This also often happens prematurely. If the team in the US needs live data
entered in Asia then there's not much you can do, they system has to be
global. But an often overlooked option (today) is running multiple instances
of the same software with each only needing nine fives in it's region. Even if
you do need live data it might be better to have another process shuffling it
between international instances. Also helps with latency.

------
ijpoijpoihpiuoh
The only real SLA is the ability to vote with your feet and go to another
provider that satisfies your business needs, or conversely to increase your
investment with a particular cloud if you are satisfied with their
performance. Providers know this, and they know that even if they wanted to,
they can't capture all the possible values that are important to your
particular business in numerical metrics. They also know that what is
important to your business might not be important to another one, and
therefore that it is hopeless to try to capture the entire gamut in a single
set of metrics that are universally applicable. Any attempt would be futile,
so it's best to stick to simpler metrics and let businesses and customers
decide for themselves whether a given cloud meets their particular needs.

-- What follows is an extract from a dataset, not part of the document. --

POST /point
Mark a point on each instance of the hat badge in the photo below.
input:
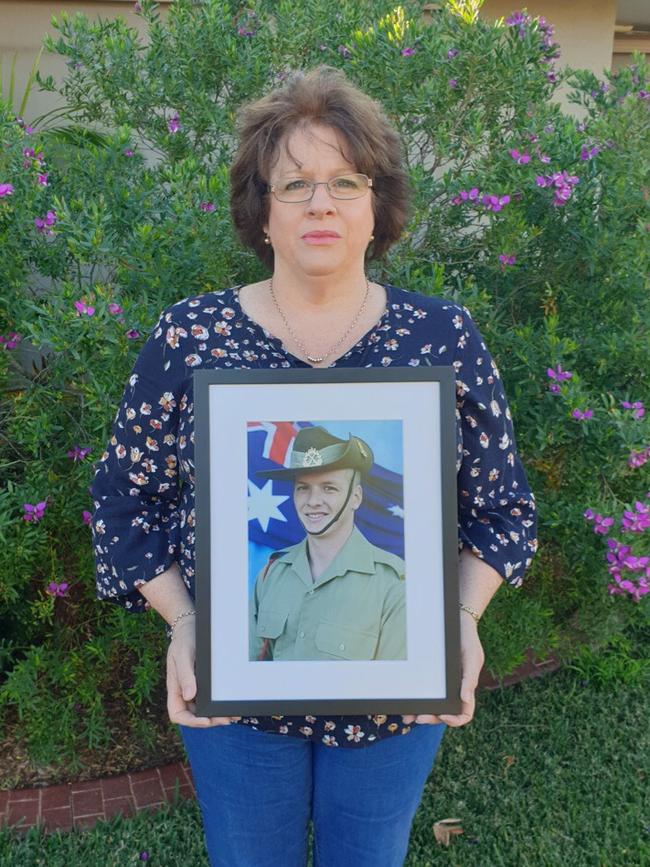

SLA
violation penalties hurt a little, but the real pain comes when you lose
business.

------
carapace
Over the years I've found that a lot of the confusion surrounding computers
can be cut through by seeing them as a kind of factory. An elegant system or
piece of software looks like an elegant factory, while a clunky or over-
designed system or program is like a Rube Goldberg machine.

What makes good sense in leasing unused factory capacity would make good sense
in leasing cloud resources, eh?